After taking several amazing pictures, I went downhill and heading to Bromo that sit in the middle of Tengger Caldera. I met a Checz guy, he is a photographer for an European based traveling magazine. I was so lucky, because he rent a jeep to reach Pananjakan, letting me to join him on my tiring effort to go downhill to the sea of sand. We spend times to talked about this great location and finally reach Bromo as our final destination for today. It’s almost 8 AM when we started to climb stairs to see Bromo’s active crater. Whew..... But it’s ok. Before climbing up the stairs, I found a Hindu temple that going to be very hectic in Kesada Festival.
All the white smoke from the crater comes up with some sulfur smell that we need to be carefull, because we are dealing with an active volcano. Oh yeah, prepare yourself with information from the local geological bureau for update info about Bromo before visiting Bromo.
Basically, the crater of Bromo is not a very safe walk able are because it only hold limited space
for people to walk freely, except small area that being design for visitors to see the crater.

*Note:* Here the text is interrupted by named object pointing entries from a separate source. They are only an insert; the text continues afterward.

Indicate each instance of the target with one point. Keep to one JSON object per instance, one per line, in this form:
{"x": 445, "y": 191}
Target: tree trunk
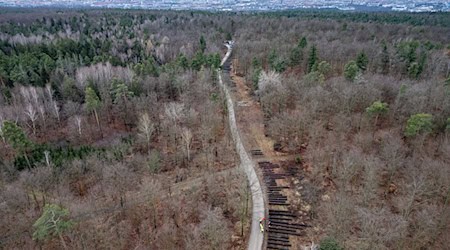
{"x": 98, "y": 122}
{"x": 63, "y": 242}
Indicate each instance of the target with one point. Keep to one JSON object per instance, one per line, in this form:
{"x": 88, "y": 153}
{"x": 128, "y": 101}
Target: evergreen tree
{"x": 93, "y": 104}
{"x": 182, "y": 61}
{"x": 385, "y": 61}
{"x": 296, "y": 56}
{"x": 53, "y": 222}
{"x": 351, "y": 70}
{"x": 202, "y": 44}
{"x": 312, "y": 58}
{"x": 198, "y": 61}
{"x": 362, "y": 61}
{"x": 272, "y": 58}
{"x": 419, "y": 123}
{"x": 15, "y": 137}
{"x": 302, "y": 43}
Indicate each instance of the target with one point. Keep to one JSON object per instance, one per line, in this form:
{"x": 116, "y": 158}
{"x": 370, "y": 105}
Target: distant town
{"x": 244, "y": 5}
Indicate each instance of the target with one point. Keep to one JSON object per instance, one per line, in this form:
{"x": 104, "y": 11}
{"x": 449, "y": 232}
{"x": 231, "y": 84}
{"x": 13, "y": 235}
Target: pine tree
{"x": 312, "y": 59}
{"x": 15, "y": 137}
{"x": 93, "y": 104}
{"x": 302, "y": 43}
{"x": 53, "y": 222}
{"x": 362, "y": 61}
{"x": 351, "y": 70}
{"x": 385, "y": 61}
{"x": 202, "y": 44}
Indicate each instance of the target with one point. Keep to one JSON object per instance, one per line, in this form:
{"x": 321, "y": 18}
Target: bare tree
{"x": 186, "y": 134}
{"x": 146, "y": 129}
{"x": 1, "y": 126}
{"x": 78, "y": 123}
{"x": 32, "y": 115}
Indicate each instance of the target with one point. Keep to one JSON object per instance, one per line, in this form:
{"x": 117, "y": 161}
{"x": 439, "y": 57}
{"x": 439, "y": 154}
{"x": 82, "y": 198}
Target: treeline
{"x": 416, "y": 19}
{"x": 110, "y": 122}
{"x": 365, "y": 107}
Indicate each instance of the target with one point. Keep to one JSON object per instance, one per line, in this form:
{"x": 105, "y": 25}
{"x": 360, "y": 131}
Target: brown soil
{"x": 250, "y": 120}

But some people, including the Checz Photographer, have the guts to walk around the crater. I am not sure about this idea. Especially, if you have a phobia in height, it’s not recommended to walk around the crater. From up here, you can see everything from the center of the caldera. All of a sudden the Checz guy just missing in action. And the sun is already stinging my face too much. So I decided to left him behind, I am not sure whether he still around here or left me behind. I went downstairs and walked toward the Cemoro Lawang with another super challenge from sands and sun, but with big smile in my face.
Info:
Kasada Festival held based on Tengger’s people Calender, for this year it will be on 25-26 August 2008.
Transportation
- Airlines
There are numbers of international flights from Kuala Lumpur and Singapore, but you might want to choose Airasia (budget flight) from KL to Surabaya as the cheapest options, though SQ provide more expensive flights from Singapore to Surabaya. For locals, it is easy to access Surabaya through air as it's one of the major hub in the country.
There's also Jetstar and Tigerairways from Singapore to Jogjakarta and from there you can go on either with train to Surabaya or travel agency directly to Bromo.
-Railway
Surabaya is the last stop for the major Java's Railways, so you can reach the city from any direction.
From Surabaya there will be several routes to Bromo, the most popular one will be Probolinggo route. Catch a bus from Purbaya Bus Stasion to Probolinggo. In sum from Surabaya to Bromo only cost you around Rp.40,000 if you are using the cheapest mean of tansportation. But lately, everything is cost a bit higher than that.
If you in Jogjakarta, you can also use some travel agency in Jogjakarta that will arrange a trip to Bromo.
Hotels
Cafe Lava Hotel, Cemara Indah Hotel probably will be something that tourist will choose. But, locals also provide houses that cheaper than hotels that I mention before.
Jeeps or Horse?
Jeeps will cost you Rp 100,000 (2005) to cross the sea of sand and go uphill to Pananjakan point. Horse probably only take you to the sea of Sand, but it's worth to try!!